On the surface, it doesn’t make any sense to call an NHL team in Winnipeg anything but the Jets. Just ask Leonard Bernstein.

For the life of me, I can’t understand True North would want to keep the Moose name (Chris Creamer’s Sportslogo Blog) (until it was explained to me by … getting ahead of myself here.) The Moose themselves were a transplant – they were the Minnesota Moose (Vintage Minnesota Hockey) until the NHL put an expansion club into Minneapolis-St. Paul in 2000. Secondly, the Moose never seemed to grip Winnipeg’s imagination the way the Jets did, even in the WHA days (and one could argue, especially by the time the WHA folded and three of its four franchises were taken over by the NHL, that the calibre of hockey was worse than what you saw for the past 11 years in the AHL). And thirdly, the Winnipeg Jets just sound … cooler … than any other name I could think of. Especially ‘Moose.”

While True North thinks they may have invested a lot of money and effort into building the Moose name, it risks a public backlash. Just ask the Seattle Sounders (Sounders home page) For a generation, pro soccer clubs in Seattle were always called the Sounders. (thebesteleven.com) But in 2007, when the owners of the Sounders (then playing in the Division II United Soccer League) got their money for an expansion franchise together and were approved to enter Major League Soccer, it was decided by the owners and MLS that Sounders wouldn’t be a suitable name. (Seattle Times) When the club held a ‘name the team’ contest, only three names were available for a choice – Seattle FC, Seattle Republic, and Seattle Alliance. (Seattle Post-Intelligencer). The reason given sounds similar to what True North is doing: the old name represented a loser, and it was time for a change.

That didn’t sit well with Seattle’s soccer fans (who have established themselves as the most passionate soccer fans north of the Rio Grande). Under fan pressure, the new owners consented to a write-in ballot option – and nearly half of the participants wrote in some variant of ‘Sounders.’ So, when the name was officially unveiled in April 2008, Sounders it became. (New York Times)
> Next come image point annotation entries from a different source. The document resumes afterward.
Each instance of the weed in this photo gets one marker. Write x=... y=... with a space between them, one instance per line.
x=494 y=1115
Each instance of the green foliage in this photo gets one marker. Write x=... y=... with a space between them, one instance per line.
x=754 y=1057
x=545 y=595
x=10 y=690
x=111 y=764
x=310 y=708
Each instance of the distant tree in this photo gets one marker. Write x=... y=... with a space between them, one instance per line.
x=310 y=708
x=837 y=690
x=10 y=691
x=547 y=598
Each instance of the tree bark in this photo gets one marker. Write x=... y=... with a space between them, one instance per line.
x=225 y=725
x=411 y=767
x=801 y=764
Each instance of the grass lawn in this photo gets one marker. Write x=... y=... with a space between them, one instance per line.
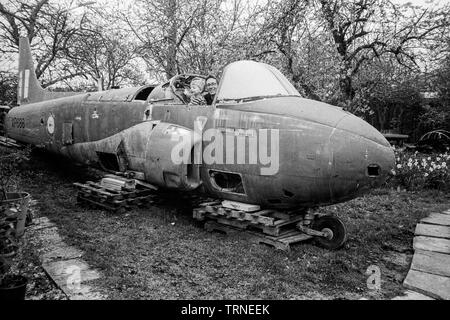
x=162 y=253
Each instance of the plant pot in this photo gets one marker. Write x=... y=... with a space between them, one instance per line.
x=20 y=200
x=13 y=287
x=8 y=248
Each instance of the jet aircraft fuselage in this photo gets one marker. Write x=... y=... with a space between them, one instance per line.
x=260 y=142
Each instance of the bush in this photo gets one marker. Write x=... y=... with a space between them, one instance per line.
x=416 y=171
x=10 y=166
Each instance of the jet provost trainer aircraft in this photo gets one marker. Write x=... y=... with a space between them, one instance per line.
x=318 y=154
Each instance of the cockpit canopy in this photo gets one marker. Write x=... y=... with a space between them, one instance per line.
x=241 y=81
x=246 y=79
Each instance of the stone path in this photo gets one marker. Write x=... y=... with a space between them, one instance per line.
x=429 y=274
x=64 y=263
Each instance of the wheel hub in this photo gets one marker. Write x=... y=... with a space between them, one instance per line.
x=328 y=233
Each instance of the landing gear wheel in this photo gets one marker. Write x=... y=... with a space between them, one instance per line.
x=335 y=230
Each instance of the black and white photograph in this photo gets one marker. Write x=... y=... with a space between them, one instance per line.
x=228 y=157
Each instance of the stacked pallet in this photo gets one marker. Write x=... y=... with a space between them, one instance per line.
x=114 y=194
x=8 y=142
x=271 y=227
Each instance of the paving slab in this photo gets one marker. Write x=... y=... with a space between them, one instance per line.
x=431 y=230
x=412 y=295
x=437 y=218
x=431 y=262
x=62 y=252
x=429 y=284
x=431 y=244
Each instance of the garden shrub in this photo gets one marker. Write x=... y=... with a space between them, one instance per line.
x=416 y=171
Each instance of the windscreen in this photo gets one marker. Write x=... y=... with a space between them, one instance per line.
x=250 y=79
So, why would True North screw around with the fans this way? I talked about the impending Thrashers’ sale with a salesman at a sporting goods store as I bought shoes this afternoon. And he’s got a point with his analysis.

“They’ll try to call it the Moose for a couple of years, but the fans will get restless and angry,” he said. “They’ll still sell a lot of merch, but there will be a lot of people angry why they’re not calling it the Jets. Then, when the merch sales flag, they’ll turn around, say they’ve changed their minds, and the Jets will be back.”

Yeah, I know. Conspiracy theory. But it always makes sense to follow the money. And money enough to keep a team going is a rare commodity in some corners of the NHL.